Hymne à la poésie

…La poésie est révolutionnaire….
Albert Camus, Les Justes

Tours de Babel mythiques et métaphores de la démesure humaine, nos sociétés, basées sur la tentative désespérée de résister au temps, ne sont parvenues qu’à imposer des modes de pensée…
Et pourtant, seule la subversion pourra faire avancer ce monde absurde dans lequel nous vivons et rapatrier l’être humain.

Avec cette exposition Maurizio Savini nous propulse dans l’inattendu, la folie nécessaire, une forme d’enfance…. Plus que l’intensité de la vie c’est l’intensité de la pensée qui est en jeu à travers une profusion libératrice, jamais doctrinale et un regard parfois malicieux, ludique, souvent excessif.
Ainsi, à l’heure où nous semblons déconnectés du vivant Savini propose une esthétique très subtile du fragment, une fulgurance qui nous embarque malgré nous parmi bribes, pièces éparses, destruction, reconstruction, mises en scène paradoxales et protéiformes.
Nous voilà sidérés, face à une forme d’ironie tragique et de paradoxe absolu, face à nos choix, nos ambiguïtés et nos fragilités.
Nous voilà confrontés à la voix du monde.

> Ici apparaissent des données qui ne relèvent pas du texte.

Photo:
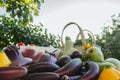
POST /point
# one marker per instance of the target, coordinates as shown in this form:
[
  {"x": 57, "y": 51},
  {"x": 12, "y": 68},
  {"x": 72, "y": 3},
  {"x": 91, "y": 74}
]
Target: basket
[{"x": 81, "y": 48}]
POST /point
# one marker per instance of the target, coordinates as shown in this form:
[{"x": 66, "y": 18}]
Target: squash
[
  {"x": 109, "y": 73},
  {"x": 4, "y": 60}
]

Une question toutefois demeure, pourquoi ces fragments, ces portails métalliques, ces figures figées ou en chute libre, ces constructions hybrides ? Comment comprendre ce mélange savamment équilibré entre cri du coeur et lucidité, entre réalité et imaginaire ? Imaginaire à la fois débordant, terriblement ironique et balayé d’un tourbillon éblouissant.
Et, si face à certaines pièces on ressent un pessimisme profond, une tristesse et douce mélancolie, il ne faut cependant pas s’y tromper, le sentiment qui finalement domine tout cet univers est l’amour, la tendresse, une forme d’espoir et de renaissance, une joie sans cesse renouvelée, celle de l’infini des possibles, celle de la création.
Dès lors rien de cynique ou de désabusé dans ce travail et le « fini » exceptionnel des oeuvres, leur aspect brillant dû au mélange gomme et résine, la gamme chromatique restreinte passant du blanc au rose participent au mystère du sens et nous contraignent à la réflexion sur les matériaux et au dialogue entre dérision et obstination.

Assurément, au delà des formes et des couleurs, faut-il rendre hommage à la sensibilité de l’artiste. En effet toute création demande force et poésie et cette poésie fait appel à tous nos sens, elle se voit, se touche, s’entend et se sent, elle est capable de nous transporter vers des terres inconnues, vers un au-delà des mers, un au delà de nos habitudes…et ce vent de folie n’est pas une distorsion du monde, mais un hymne débordant, joyeux et sans cesse renouvelé à la poésie.